Broken rear Derailleur at Ironman 70.3 UK, Wimbleball

Between the hours of one and four that morning I alternated between brief, unsatisfactory sleep and periods pondering why I was racing. I couldn’t find a satisfactory answer. I was convinced I was lining myself up for a repeat of Lanzarote; it was time to throw in the towel. Breakfast was subdued, I struggled through some scrambled egg and a bagel with little appetite, nerves dominated. They remained – on the drive to the race site, in yet another queue to park, as I set up my bike. It was only when they announced a delay to the start that I found myself relaxing. Somehow the tension was broken and with it my confidence rose; at the very least I’d try.

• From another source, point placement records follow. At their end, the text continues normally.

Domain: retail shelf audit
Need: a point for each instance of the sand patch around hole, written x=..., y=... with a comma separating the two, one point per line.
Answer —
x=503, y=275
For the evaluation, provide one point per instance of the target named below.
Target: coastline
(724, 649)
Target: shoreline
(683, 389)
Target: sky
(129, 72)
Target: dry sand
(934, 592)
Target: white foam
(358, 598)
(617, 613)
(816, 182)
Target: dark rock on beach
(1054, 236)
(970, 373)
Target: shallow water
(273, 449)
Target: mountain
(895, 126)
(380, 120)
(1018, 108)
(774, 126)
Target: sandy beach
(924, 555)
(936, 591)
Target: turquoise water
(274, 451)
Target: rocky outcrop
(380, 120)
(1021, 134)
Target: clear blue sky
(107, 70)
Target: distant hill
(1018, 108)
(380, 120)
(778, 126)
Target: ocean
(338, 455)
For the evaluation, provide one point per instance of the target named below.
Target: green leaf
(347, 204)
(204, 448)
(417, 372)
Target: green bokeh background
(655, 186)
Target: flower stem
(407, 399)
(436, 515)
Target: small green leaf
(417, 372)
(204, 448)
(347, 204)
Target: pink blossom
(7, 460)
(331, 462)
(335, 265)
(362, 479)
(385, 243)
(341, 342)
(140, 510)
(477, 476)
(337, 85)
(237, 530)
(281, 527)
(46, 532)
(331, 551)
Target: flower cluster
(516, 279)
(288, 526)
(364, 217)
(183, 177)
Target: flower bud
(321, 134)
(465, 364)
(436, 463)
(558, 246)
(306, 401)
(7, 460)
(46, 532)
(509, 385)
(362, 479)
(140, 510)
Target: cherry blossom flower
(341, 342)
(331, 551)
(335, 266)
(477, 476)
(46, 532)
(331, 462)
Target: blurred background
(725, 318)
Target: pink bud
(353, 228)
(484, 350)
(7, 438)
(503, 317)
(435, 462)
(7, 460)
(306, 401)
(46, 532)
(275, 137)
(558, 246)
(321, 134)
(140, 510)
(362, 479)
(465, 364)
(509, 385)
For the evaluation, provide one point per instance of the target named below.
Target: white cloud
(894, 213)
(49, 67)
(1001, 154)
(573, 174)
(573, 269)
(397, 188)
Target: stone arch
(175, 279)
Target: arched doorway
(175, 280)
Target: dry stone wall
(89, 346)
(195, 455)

Eventually we were escorted to the lake edge. One thousand athletes filed into the cold, murky water and floated waiting for the start. More delays. A slow trickle of late comers fill in at the back until – eventually – the national anthem is played and suddenly we’re off. I’d carefully chosen my position for a clear swim – it worked. I swam unimpeded through to the first turn buoy, clear water the entire way; I was moving well and the buoy arrived surprisingly soon, this would be a good race. My mood lifted and thoughts of abandoning the race were forgotten.

Subsequent buoys proved to be farther apart than expected. I reevaluated my swim, downgrading from good to okay. I would take okay. I was also starting to see the merit in 70.3, this was a much more manageable day than Ironman. I exited the water and dashed up the steep, muddy bank to transition eager to get on the bike, but with the emphasis firmly on successful completion I took my time in transition, layering up in case the improved weather failed to hold. Out of T1 the narrow mount line was crowded with triathletes haphazardly mounting their bikes, I weaved through the nervous mounts and twitchy handling careful to stay upright.

Then, once the crowds thinned I tested my legs. They worked. None of the emptiness of Lanzarote, my heart rate responded, the power rose – I could ride. I eased my way into the race, pushing hills, rolling through the flats, getting the feel for riding strongly. It was clear I wasn’t at my best, but the power numbers were pleasing – I was happy. The doubts that plagued my sleep were gone, I was enjoying the race. And so it continued until that short rise eight miles into lap two.

There have been times, at my lowest points in races, when I’ve wished a mechanical would take me out of the race, in fact had this happened a month ago in Lanzarote I don’t think I’d have complained, but today it was the last thing I wanted to happen.

My race was over – twenty miles was too far to walk it in. I picked up my bike and turned back taking a side road towards Wimbleball. Four miles, bike on my shoulder and shoes in my hand, at least it wasn’t raining. I was frustrated at my first DNF. I was frustrated at failing the Ultimate Endurance Challenge at the first hurdle. I was frustrated that is had been out of my control – I had no say in this.

Back at the finish line I watched others collect their medal with a hint of disappointment. The first time I’d not earned one. But it wasn’t all gloom, four hours and forty-five minutes after race start the first of my athletes crossed the line in fourteenth place with a strong 1:22 half-marathon. At least something was working.